Evaluating Lakera Guard

Evaluating Lakera Guard properly is essential to ensure it meets your security requirements whilst maintaining an excellent user experience. This guide outlines our recommended approach to ensure a successful and informative evaluation.

What You’ll Validate

A successful Lakera Guard evaluation answers three critical questions:

  1. How accurate is threat detection for your use case?

    Lakera Guard delivers market-leading accuracy with minimal false positives. You’ll validate this using your own data to ensure Guard correctly identifies threats whilst avoiding interrupting benign users.

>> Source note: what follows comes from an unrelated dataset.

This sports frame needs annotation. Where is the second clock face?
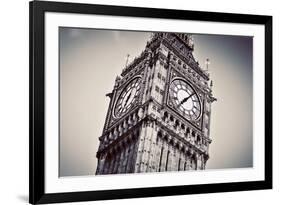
[169,79,201,121]
[114,78,141,118]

  2. Does Guard meet your performance requirements?

    Guard is optimized for real-time applications with ultra-low latency. You’ll measure response times to confirm Guard won’t impact your user experience.

  3. How seamlessly does Guard integrate with your applications?

    Guard integrates with any architecture through simple API calls. You’ll test this with your actual applications to validate the integration approach and user experience.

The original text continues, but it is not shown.